Consumerization has driven down the cost of technology and increased the sophistication and expectations of IT users, so it’s no wonder that many employees are bypassing the IT helpdesk entirely and opting for a bring your own device (BYOD) workplace. On the other hand, IT managers have concerns about security, manageability, data privacy, employee support, regulatory compliance and interoperability—and legitimately so. In practice, IT departments are expected to support not only approved devices, but also help with configuring and securing the iPhones and Androids brought in from home.
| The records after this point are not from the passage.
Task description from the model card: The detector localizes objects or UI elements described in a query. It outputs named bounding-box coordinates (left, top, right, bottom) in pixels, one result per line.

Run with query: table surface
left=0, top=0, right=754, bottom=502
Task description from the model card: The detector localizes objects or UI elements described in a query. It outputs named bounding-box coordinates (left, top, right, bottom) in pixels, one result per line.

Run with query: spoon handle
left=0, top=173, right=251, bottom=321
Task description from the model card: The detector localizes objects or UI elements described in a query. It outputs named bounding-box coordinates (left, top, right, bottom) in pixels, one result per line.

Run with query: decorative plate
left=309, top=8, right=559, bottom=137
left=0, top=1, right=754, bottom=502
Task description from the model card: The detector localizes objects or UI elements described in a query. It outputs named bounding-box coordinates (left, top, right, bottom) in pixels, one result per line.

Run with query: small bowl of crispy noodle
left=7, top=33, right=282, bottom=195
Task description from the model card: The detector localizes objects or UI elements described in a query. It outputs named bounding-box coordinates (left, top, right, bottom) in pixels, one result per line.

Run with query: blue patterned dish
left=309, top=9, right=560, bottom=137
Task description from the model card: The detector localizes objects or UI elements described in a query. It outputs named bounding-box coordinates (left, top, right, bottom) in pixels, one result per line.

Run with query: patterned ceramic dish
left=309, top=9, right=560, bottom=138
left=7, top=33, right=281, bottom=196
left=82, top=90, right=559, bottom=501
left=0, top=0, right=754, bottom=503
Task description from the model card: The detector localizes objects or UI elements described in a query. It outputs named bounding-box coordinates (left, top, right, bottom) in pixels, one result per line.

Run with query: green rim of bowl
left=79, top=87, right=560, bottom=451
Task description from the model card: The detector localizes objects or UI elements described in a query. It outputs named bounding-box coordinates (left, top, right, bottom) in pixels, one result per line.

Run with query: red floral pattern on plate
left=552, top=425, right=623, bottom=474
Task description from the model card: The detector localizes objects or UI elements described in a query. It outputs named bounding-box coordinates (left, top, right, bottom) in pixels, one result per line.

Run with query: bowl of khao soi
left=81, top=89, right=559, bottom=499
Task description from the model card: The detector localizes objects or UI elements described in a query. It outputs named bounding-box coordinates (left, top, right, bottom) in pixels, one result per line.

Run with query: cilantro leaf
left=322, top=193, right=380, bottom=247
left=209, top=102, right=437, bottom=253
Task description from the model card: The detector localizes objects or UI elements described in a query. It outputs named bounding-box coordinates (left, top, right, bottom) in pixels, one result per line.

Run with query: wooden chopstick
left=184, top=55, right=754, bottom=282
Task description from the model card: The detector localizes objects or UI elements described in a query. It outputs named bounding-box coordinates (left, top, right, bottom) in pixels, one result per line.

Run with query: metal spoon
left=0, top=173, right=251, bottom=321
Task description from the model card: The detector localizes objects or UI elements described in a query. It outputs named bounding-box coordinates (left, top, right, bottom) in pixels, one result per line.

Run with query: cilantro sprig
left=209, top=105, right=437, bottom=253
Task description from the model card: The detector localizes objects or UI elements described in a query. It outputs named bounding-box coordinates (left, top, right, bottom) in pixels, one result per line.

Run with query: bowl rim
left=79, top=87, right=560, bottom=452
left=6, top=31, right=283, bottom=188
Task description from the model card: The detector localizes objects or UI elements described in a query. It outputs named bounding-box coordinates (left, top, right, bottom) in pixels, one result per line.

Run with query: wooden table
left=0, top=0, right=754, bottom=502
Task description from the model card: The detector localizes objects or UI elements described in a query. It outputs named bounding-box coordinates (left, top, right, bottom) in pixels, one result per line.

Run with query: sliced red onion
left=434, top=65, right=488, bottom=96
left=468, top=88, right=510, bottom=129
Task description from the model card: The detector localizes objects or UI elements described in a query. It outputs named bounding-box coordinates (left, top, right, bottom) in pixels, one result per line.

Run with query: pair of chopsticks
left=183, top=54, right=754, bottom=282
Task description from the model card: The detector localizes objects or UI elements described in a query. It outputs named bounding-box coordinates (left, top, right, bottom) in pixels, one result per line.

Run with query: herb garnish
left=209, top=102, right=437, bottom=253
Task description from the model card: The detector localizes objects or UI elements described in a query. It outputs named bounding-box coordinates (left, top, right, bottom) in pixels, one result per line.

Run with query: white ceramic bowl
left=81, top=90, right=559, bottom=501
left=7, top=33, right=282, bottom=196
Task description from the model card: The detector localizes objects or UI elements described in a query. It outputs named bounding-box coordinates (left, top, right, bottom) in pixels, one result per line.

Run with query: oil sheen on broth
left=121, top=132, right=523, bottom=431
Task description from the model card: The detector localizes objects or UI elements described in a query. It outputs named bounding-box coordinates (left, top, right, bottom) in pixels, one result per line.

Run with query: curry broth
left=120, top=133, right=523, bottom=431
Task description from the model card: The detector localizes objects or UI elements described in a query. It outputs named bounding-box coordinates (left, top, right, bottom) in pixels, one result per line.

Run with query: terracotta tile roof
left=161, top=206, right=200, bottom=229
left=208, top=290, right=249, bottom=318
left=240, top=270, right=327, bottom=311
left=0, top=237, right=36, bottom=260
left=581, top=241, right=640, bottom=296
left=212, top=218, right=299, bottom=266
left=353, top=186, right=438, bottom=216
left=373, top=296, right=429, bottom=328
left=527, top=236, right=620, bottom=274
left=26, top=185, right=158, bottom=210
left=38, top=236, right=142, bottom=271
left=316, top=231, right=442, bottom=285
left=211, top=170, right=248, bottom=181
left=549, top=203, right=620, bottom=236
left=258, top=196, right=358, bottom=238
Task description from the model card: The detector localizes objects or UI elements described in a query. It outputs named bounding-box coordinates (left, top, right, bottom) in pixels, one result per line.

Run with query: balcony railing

How IT departments balance the combined opportunities and challenges presented by consumerization of technology will determine their success for the foreseeable future.
This debate is especially fiery in healthcare: If healthcare professionals can provide better and faster care using their own devices, how should IT work to enable them while keeping electronic health records secure and up-to-date?
What about financial services? As analysts and bankers continuously upgrade their BlackBerrys (or alternatives) in favour of that new new thing, how will Basel II, Sarbanes–Oxley, and Dodd–Frank be implemented across these new devices?
From telecommunications IT personnel to call centre customer service representatives, many employees are using the chat features built into Facebook and Gmail to talk to one another, bypassing corporate systems to share insights. Are behaviours like these bugs or features?
Finally, how does IT respond to end users questioning why it takes weeks or months to get a new business intelligence report when (for example) Google Analytics offers out-of-the-box, real-time, self-service access to reporting?
The answer to all of these questions is balance. User expectations have been raised by the almost magical capabilities of new consumer IT systems, but there are legitimate enterprise concern for security, manageability, privacy and so on. The reality is that if an employee can solve a tech problem on their own—often for free—with ease, they’re probably going to bypass IT to do it. Is this desirable or does this open up the firm to financial and other risks? IT needs to get out ahead of these questions and have a clear position.
IT departments need to be proactive about supporting and securing the consumer devices of the employees they support. After all, our doctor may want the latest iPad, but we’re not prepared to negotiate on the security of our health records. It’s up to IT to bridge that gulf and keep everyone happy.